My past two years with the VYO have meant something else—partially dream-like, partially a hassle, but all around worthwhile. I used to glance at the VYO musicians during their rehearsals and just dream of the day I would sit on that stage, a part of something beyond my own, individual musicianship. And at the time, it felt like it would never happen, butit did. Having said that, though, with junior and senior year taking a hold of my life, I put VYO in the backseat a little. That’s not to say that I didn’t love it or that it didn’t impact me. At each concert, I still felt that moment of utter amazement, of goosebumps. Pieces like Elgar’s Nimrod Variations made me feel like I could stay on that stage and just bask in the silence. I loved it, and I still do.

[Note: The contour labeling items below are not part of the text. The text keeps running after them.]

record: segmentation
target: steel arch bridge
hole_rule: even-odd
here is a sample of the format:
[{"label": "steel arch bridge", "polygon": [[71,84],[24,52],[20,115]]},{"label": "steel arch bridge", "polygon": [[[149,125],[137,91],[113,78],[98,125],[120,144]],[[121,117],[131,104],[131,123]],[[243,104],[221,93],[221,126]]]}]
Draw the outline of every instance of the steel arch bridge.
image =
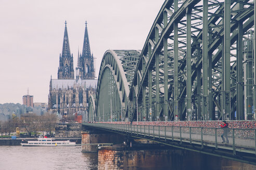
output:
[{"label": "steel arch bridge", "polygon": [[142,51],[105,52],[91,120],[255,119],[255,8],[166,0]]}]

This past weekend, I played in my last concert as a VYOA violinist. It was, without a doubt, bittersweet, as well as symbolic. My dedication to the VYOA started with Beethoven’s first and ended with his ninth. And while I had spent quite a few years detesting his ninth symphony, it meant something else to me on Sunday night. The end of an era, of a childhood. I suppose some of these sentiments come from just the general feeling I have right now of leaving. But even more than that, VYOA is a special aspect of my life. I blossomed and changed throughout my years with the organization. I created relationships that I seldom acknowledged, but grew accustomed to. I became overly familiar and in love with the Elley Long Music Center, to the point that it even inspired several of my poems and essays as a writer. And leaving all that is beyond what I can imagine right now. I don’t know when I’ll ever play in an orchestra again, or ever experience the thrill of the silence at the end of an epic piece, but what I know is that VYO will last with me. I know I sound cheesy when I say that, but I mean it. I think I can say that VYOA has been one of the most enduring and influential aspects of my life, and leaving that is definitely difficult.
But I will always, always remember it for introducing me to something I love. And I will always be thankful for it, no matter how many times I woke up on Sunday mornings dreading the forthcoming four-hour rehearsal.